There followed a flurry of RTÉ stories, as Forbes was forced to clarify she was not saying the licence fee should be doubled, minister Denis Naughten effectively ruled out any fee increase, and the usual stories about who might take over licence collections to reducing the non-payment rate (estimated at 15 percent of the 92% of households that have a TV) were reheated.

The station had a €2.8m deficit in 2015 and the 2016 figure is expected to be multiples of that figure, for reasons ranging from the expense of covering the Olympics to the decline in UK-based advertisers due to Brexit. In January 2017, it announced plans to sell off part of its prime Donnybrook campus.

A few days after Forbes’ interview, the “content tax” on all screens larger that eleven inches resurfaced.

Having already been put on hold once, a broad-based broadcasting tax seems unlikely to succeed a second time. Memories of the backlash against water charges are still fresh. However, the idea now seems to be institutionally embedded.

Quite conceivably, after a few years and the next round of electoral musical chairs, one could foresee a Fianna Fáil (or possibly Sinn Féin) minister propose an amalgamated Home Tax, which would incorporate a broadcasting charge to finance RTÉ alongside the existing property tax, refuse charges, and perhaps even water charges. It would be marketed as an efficiency, so that harried taxpayers would only have to keep track of one tax bill instead of several. Italy, Greece, and Portugal take their fees as part of household electricity bills.

By then, RTÉ may have stemmed the flow temporarily by selling off some of the family silver and organising another round of redundancies, but it will still be caught in a downward spiral as advertising migrates to the behemoths of Google and Facebook.

Of the fee, approximately 85% goes to RTÉ to carry it out its Public Service Media commitments. A further 7% is paid to the Broadcasting Authority of Ireland for the operation of the Broadcasting Funding Scheme, TG4 also receives €9.24m per annum and An Post is paid approximately 6% of the fee in respect of TV licence collection activities.

Dee Forbes did have a point when she spoke about the value the station offers at “40 cents a day”. Denmark, a country with only a slightly larger population, charges €322 for a TV licence, over twice the Irish rate. In addition, the licence is not restricted to TVs, but can also apply to computer screens. The results of that greater investment can be been seen on Irish TV and other screens, where viewers are familiar with successful exports like ‘Borgen’ and ‘The Bridge’.

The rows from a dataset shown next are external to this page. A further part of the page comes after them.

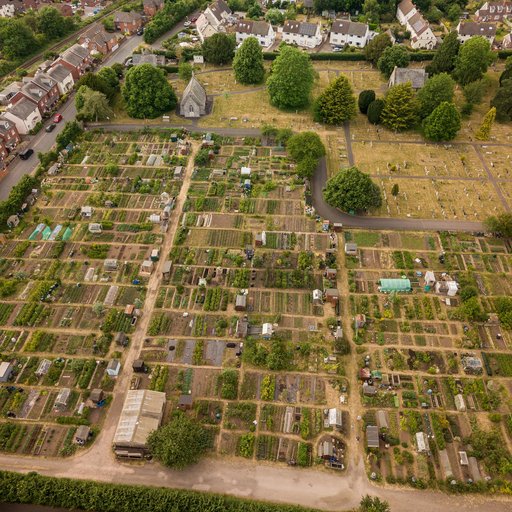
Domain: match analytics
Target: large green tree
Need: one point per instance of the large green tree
(147, 93)
(219, 49)
(473, 60)
(180, 442)
(16, 39)
(248, 62)
(374, 49)
(437, 89)
(392, 56)
(400, 108)
(337, 103)
(444, 58)
(351, 190)
(502, 101)
(291, 80)
(443, 123)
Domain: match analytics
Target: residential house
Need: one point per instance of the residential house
(82, 434)
(9, 134)
(77, 59)
(6, 368)
(97, 40)
(128, 22)
(415, 76)
(63, 76)
(113, 368)
(193, 101)
(213, 19)
(261, 30)
(151, 7)
(306, 35)
(468, 29)
(372, 436)
(422, 37)
(351, 33)
(24, 114)
(494, 11)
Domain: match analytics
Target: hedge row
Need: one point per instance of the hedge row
(103, 497)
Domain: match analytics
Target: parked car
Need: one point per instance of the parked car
(26, 153)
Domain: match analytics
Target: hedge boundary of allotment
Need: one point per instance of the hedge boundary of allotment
(33, 488)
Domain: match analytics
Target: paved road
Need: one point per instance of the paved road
(43, 141)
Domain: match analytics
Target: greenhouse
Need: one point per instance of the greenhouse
(394, 285)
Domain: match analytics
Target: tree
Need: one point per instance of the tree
(185, 71)
(371, 10)
(373, 50)
(364, 100)
(110, 76)
(444, 58)
(305, 148)
(337, 103)
(274, 17)
(147, 93)
(95, 106)
(392, 56)
(219, 49)
(436, 90)
(352, 191)
(473, 60)
(502, 102)
(248, 62)
(291, 80)
(375, 109)
(180, 442)
(373, 504)
(443, 123)
(400, 108)
(52, 24)
(484, 131)
(16, 39)
(500, 225)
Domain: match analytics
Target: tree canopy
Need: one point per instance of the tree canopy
(443, 123)
(374, 49)
(351, 190)
(219, 49)
(444, 58)
(180, 442)
(473, 60)
(436, 90)
(400, 108)
(147, 93)
(337, 103)
(396, 55)
(291, 80)
(248, 62)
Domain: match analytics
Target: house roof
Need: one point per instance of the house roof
(257, 28)
(141, 414)
(416, 77)
(406, 6)
(473, 28)
(127, 17)
(195, 91)
(296, 27)
(59, 72)
(23, 108)
(350, 28)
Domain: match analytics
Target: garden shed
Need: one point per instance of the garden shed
(395, 285)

Everyone in Ireland benefits from a financially healthy RTE, not least because occasionally ‘Prime Time’ or ‘This Week’ can spend half an hour dissecting the latest HSE or Garda omnishambles, and someone has to do that work. And a financially healthier firm would also have the resources to produce two or three high-quality programmes a year which it could export to other TV markets, earning additional revenue. But persuading the multitude that they need to pay more for RTÉ when presented with, for example, Ryan Tubridy’s annual salary, may be an uphill climb too far for Ireland’s politicians.